Cooking your own food will save you cash and allow you to track your calories to keep the body in the best shape. Being in the kitchen makes one look at the ingredient lists of their food to know what they are putting in their body that might not be all that healthy. It turns out there is a mental health benefit, too: you might feel better mentally for it, which leads us to cooking therapy. It’s no secret that the world is currently going through economically challenging times. People around the globe are feeling the pinch of record high inflation and students, who are more vulnerable to price shocks than the general population, are feeling the impact on their mental health. Survey shows: 60% of US students are worried about financial situation.
Cooking therapy, also culinary or kitchen therapy, has a way of making you feel better, given that it is a form of self-care. While you cannot solve the world’s problems, you can whip up a meal to be enjoyed with others or alone, which is enough to make the mind and body appreciative.
Here’s more on why you should cook regularly.
A Psychology Today article described cooking therapy as a way to “nourish your mind and feed your soul,” which is a good step toward feeling better when you are unwell. As a student or a general human being, you are prone to feeling out of control once in a while. It could be mental health essays that need to be completed before the next class or work-related matters, but all these matter less when you are in the kitchen chopping up ingredients. The simple act of being in control of the prep, deciding what goes into your meals, and even putting together a meal plan.
Baking is yet another way of easing the effects of overall mental blocks that is so effective that it has been recommended for people dealing with depression, chronic stress, eating disorders, anxiety, ADHD, and various forms of addiction. Being in control of what goes inside the meal you are cooking gives you a boost that could help better other areas of your life.

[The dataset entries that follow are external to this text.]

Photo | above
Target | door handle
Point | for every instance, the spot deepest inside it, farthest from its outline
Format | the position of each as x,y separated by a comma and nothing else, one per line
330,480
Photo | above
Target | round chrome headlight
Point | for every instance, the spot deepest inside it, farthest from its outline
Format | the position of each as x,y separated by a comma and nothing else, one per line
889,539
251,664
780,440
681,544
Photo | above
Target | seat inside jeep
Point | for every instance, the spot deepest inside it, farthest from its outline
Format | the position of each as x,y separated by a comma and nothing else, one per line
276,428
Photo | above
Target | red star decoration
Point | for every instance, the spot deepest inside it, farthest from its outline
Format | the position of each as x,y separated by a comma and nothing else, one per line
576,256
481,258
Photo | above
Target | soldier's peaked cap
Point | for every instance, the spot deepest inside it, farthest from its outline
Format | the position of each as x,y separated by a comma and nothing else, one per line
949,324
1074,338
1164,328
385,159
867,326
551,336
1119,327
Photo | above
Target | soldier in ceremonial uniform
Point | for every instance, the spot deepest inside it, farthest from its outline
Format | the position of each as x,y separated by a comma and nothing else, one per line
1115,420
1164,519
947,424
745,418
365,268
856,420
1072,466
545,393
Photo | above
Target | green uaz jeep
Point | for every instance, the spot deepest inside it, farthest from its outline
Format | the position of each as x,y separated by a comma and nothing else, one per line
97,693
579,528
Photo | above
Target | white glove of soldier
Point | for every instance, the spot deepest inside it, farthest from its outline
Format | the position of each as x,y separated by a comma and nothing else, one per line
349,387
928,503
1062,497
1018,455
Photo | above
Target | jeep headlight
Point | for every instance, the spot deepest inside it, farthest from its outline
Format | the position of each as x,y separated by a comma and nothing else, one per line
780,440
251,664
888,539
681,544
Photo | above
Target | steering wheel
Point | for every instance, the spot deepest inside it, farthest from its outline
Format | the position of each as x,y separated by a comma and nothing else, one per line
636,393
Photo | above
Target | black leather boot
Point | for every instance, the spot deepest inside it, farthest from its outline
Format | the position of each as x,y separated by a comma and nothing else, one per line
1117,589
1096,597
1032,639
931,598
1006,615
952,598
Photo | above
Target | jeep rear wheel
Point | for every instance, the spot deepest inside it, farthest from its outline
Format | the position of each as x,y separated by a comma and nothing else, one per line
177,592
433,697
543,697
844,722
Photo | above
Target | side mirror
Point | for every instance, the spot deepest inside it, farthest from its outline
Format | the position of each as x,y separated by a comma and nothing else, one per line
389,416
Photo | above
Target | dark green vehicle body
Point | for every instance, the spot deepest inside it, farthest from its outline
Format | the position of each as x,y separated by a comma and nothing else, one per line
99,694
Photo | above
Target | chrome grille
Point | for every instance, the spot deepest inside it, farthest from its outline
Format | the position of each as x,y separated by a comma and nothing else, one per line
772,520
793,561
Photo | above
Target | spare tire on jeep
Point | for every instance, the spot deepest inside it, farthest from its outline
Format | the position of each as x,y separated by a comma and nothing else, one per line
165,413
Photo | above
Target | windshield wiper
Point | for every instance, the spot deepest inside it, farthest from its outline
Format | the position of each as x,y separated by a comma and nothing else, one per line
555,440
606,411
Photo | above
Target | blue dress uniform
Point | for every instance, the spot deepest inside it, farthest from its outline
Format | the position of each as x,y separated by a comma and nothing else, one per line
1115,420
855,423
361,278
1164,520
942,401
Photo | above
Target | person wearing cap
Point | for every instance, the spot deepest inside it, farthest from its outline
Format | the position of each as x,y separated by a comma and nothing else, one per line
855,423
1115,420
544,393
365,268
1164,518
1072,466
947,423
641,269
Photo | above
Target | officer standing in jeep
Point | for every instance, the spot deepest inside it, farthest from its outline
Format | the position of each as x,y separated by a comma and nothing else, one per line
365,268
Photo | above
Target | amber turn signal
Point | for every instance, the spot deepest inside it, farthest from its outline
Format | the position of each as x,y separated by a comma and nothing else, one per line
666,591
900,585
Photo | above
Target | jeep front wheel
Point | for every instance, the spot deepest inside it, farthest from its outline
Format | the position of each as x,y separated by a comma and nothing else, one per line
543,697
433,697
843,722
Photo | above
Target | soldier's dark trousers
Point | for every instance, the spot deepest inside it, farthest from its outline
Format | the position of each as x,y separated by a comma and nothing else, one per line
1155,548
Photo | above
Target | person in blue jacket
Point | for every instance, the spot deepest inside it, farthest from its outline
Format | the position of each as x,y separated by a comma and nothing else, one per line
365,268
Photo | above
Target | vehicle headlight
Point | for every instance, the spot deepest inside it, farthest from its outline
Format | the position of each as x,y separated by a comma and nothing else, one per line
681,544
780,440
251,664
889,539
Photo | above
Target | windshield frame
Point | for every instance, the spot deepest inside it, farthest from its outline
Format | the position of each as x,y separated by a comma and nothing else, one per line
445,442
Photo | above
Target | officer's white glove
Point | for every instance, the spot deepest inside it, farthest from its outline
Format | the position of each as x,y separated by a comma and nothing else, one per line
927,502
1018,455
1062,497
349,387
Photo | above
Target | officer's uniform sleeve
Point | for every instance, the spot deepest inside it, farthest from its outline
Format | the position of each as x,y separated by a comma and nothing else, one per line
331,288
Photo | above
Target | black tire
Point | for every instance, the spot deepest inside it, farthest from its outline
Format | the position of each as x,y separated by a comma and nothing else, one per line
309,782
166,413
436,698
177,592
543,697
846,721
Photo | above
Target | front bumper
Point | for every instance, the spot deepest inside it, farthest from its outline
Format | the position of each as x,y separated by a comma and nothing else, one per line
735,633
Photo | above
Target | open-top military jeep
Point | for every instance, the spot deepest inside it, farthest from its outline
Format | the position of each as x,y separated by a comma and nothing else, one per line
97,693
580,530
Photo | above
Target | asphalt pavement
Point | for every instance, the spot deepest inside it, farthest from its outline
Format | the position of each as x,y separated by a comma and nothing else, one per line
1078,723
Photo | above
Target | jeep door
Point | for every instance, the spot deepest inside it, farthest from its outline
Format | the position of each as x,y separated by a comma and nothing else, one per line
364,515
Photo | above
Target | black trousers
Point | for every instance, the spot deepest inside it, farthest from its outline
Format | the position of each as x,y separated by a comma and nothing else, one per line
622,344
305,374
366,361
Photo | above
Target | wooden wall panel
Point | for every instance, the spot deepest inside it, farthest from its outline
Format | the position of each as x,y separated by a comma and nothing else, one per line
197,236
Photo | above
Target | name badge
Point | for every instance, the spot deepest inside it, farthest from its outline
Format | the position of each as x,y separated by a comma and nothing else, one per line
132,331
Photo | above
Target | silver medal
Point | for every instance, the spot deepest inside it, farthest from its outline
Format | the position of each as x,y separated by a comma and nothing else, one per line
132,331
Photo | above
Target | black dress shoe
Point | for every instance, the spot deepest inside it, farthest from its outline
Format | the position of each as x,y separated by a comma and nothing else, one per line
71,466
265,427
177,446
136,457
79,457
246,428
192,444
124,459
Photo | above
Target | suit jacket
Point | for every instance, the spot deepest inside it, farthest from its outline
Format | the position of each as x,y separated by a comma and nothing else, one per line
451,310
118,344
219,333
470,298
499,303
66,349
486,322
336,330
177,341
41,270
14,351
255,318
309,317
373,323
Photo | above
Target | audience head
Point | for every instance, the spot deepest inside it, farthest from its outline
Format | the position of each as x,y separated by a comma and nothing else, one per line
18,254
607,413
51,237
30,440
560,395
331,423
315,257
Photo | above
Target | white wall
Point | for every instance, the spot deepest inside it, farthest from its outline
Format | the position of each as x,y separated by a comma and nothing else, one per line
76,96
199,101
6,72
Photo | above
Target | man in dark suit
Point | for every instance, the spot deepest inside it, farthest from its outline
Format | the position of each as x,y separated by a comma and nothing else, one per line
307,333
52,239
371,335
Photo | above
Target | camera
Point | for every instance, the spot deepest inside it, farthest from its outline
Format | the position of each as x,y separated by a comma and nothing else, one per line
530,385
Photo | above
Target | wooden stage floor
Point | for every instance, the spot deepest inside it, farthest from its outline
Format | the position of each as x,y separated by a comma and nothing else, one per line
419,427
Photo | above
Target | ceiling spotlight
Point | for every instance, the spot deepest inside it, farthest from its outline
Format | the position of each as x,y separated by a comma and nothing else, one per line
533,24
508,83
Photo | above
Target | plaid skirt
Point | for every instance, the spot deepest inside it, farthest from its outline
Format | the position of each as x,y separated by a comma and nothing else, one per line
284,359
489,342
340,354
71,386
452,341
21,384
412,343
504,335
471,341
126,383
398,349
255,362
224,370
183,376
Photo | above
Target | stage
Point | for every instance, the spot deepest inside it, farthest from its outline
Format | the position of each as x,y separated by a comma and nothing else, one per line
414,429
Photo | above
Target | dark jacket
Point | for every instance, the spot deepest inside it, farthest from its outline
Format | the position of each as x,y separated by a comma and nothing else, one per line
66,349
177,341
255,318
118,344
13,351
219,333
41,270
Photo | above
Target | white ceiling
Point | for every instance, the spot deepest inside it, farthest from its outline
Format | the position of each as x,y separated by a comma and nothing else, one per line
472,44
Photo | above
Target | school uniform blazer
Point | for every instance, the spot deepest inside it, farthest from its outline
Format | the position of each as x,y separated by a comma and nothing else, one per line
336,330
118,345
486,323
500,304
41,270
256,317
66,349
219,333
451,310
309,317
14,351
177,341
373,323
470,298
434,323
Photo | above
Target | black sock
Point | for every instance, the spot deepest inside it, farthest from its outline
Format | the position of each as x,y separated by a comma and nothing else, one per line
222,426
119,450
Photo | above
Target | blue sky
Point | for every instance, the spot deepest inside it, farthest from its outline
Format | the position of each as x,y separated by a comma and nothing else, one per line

Apart from the control you feel, some people are observed to feel a sense of accomplishment for the things they get done when they cook. If you like taking care of others and yourself, this sense of being able to do that is enough to make the brain feel great.
When you cook as a team, you are bound to work together to make that meal a success, fostering togetherness and engagement. At treatment centers, people are required to talk a lot about their feelings and emotions as a form of treatment, but that can stress one out, especially when you are not great at engaging with others.
It becomes much easier when an exciting activity is involved, and cooking has been seen as one of those activities. It would not feel like therapy as you would be talking to your peers and even bantering as teens or young adults with a lot in common. Over time, this way of letting things out becomes an effective way to get one to say what’s on their mind. Once prep and cooking are done, you all get to enjoy the meal together, which is yet another form of engagement and bonding.
Cooking doesn’t have to be a by-the-book thing as you are allowed to be as creative as you want if that will give you a positive feeling towards your meal. When most people cook, they lose track of time and focus solely on the task at hand, which makes it easy to zone on one thing. While in this zone, they might experiment with things that might work – or not – which brings a feeling of satisfaction, regardless of the results. Each time you let the mind zoom into one area without a care about what is happening in the world, you experience some sense of calm that takes away your cares and creates room for creativity.
We live in times when being isolated is celebrated and said to be brave, but the human mind and body are built for socializing. Even if you enjoy your own company almost too much, you will always crave the presence of others once in a while.
Cooking and eating with others will make you feel like you are a part of society, boosting social skills and easing one’s mood. You might be a little anxious around others if sharing a meal is not your thing, but these feelings disappear as you get used to sharing food and a good laugh, and you may even discover how good you are at making conversations. One thing you may want to remember is that getting out of your comfort zone – where you eat alone – is not always easy, and it will take intentionality.
Cooking therapy has its risks, too, now that we have already looked at rewards. Taking it too seriously leaves no room for learning or mistakes, which might take a toll. You will view it as more of a task than a fun thing to get things off your mind. As much as you can help it, you want to see this form of therapy as a fun activity that will ease your mind and make it easy to connect with yourself and others. If you become too competitive, you might stress yourself in the process.